M. Thérive écrit : « Sous les remous divers qu’agitent à la surface du français des courants artificiels, coule un fleuve plus calme et profond, assez lent, celui du style classique. » Style classique, ou permanent, le français : pourquoi le traiter d’archaïque ?

Ce langage serait archaïque, à demi mort, ou mort, si l’on ne le parlait plus : mais, pour dire qu’on ne le parle plus, il ne suffit pas de mettre au musée les écrivains qui en gardent le bon usage. Si on ne l’entendait plus : mais vous consentez que Montesquieu vous est plus intelligible, tout seul, que les deux Goncourt.

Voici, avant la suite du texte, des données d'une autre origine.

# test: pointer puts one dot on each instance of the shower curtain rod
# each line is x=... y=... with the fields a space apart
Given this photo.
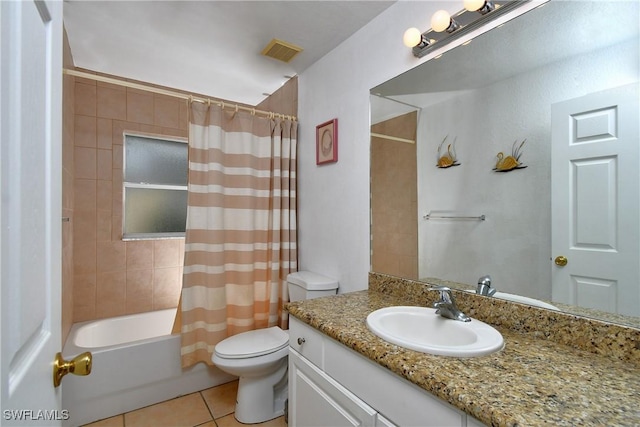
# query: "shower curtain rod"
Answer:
x=192 y=98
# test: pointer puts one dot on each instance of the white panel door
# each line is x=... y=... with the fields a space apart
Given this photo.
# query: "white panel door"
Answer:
x=595 y=201
x=30 y=214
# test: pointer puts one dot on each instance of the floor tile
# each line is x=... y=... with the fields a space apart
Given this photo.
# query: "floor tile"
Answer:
x=117 y=421
x=230 y=421
x=185 y=411
x=221 y=400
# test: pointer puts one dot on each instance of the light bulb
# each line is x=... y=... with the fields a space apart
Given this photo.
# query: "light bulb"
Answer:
x=412 y=37
x=440 y=21
x=473 y=5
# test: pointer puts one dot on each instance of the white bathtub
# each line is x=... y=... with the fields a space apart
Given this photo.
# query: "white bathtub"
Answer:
x=136 y=363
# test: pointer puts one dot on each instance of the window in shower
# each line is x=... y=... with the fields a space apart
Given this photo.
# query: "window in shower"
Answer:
x=154 y=187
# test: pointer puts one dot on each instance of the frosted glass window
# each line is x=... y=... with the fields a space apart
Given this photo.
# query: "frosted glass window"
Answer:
x=154 y=187
x=155 y=161
x=151 y=210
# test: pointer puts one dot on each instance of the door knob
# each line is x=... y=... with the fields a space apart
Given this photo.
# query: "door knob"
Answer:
x=80 y=365
x=561 y=261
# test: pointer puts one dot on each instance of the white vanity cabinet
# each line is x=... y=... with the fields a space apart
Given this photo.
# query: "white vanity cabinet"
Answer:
x=330 y=384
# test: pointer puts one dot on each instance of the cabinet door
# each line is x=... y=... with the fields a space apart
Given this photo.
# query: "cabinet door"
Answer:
x=383 y=422
x=316 y=400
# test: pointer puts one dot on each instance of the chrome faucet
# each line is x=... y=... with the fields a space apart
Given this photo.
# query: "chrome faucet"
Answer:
x=484 y=286
x=446 y=305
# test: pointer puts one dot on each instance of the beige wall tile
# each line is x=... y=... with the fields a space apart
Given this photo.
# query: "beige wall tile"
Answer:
x=104 y=195
x=117 y=156
x=85 y=130
x=84 y=225
x=84 y=297
x=110 y=294
x=139 y=255
x=116 y=226
x=85 y=163
x=111 y=102
x=166 y=111
x=112 y=256
x=85 y=194
x=103 y=228
x=84 y=257
x=139 y=107
x=139 y=291
x=166 y=253
x=104 y=164
x=85 y=99
x=166 y=287
x=104 y=133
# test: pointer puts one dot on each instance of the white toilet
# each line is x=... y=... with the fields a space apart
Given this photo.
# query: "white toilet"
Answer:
x=259 y=357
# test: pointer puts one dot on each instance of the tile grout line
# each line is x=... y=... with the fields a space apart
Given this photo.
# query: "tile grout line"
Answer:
x=208 y=409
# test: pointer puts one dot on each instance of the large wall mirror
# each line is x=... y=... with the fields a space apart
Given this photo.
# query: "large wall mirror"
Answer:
x=508 y=155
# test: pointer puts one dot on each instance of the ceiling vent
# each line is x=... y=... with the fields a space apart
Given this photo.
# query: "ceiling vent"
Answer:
x=281 y=50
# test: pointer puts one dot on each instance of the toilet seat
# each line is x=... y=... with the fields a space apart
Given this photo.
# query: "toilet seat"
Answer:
x=254 y=343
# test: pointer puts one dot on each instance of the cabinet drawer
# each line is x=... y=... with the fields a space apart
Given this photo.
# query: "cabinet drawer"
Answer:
x=306 y=341
x=317 y=400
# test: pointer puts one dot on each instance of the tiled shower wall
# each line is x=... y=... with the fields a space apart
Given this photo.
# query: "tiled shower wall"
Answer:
x=112 y=277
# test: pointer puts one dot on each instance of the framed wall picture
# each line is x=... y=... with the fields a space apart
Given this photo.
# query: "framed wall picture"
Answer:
x=327 y=142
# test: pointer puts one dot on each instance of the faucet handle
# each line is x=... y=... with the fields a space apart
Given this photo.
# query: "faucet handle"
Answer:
x=445 y=294
x=485 y=280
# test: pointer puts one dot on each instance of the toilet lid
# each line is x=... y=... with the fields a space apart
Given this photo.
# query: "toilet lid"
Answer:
x=252 y=343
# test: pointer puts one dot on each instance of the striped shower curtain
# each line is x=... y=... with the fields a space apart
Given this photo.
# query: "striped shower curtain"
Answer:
x=241 y=226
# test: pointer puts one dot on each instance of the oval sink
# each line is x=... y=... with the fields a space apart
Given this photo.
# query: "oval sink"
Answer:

Si l’on ne pouvait, en ce bon langage, exprimer toutes les idées, voire les plus neuves et, comme on dit, les plus modernes : prouvez-le. Et prouvez qu’il est indispensable de recourir à un galimatias dérisoire pour mériter les honneurs de la mode.

Je préfère m’en tenir à ce que dit M. Thérive, quand il est sage : « Tout écrivain qui se met hors les lois du style traditionnel devrait être, en dépit de tous les scepticismes et de tous les snobismes, au ban de sa corporation. » Et encore : « La littérature est le seul divertissement où l’on ne disqualifie pas les mauvais joueurs. Il est vrai que c’est aussi le seul où l’on puisse jouer sans arbitre, ni partenaire, ni spectateur… » Pour le plaisir !

André Beaunier.

  1. Le français langue morte ? par André Thérive (Plon).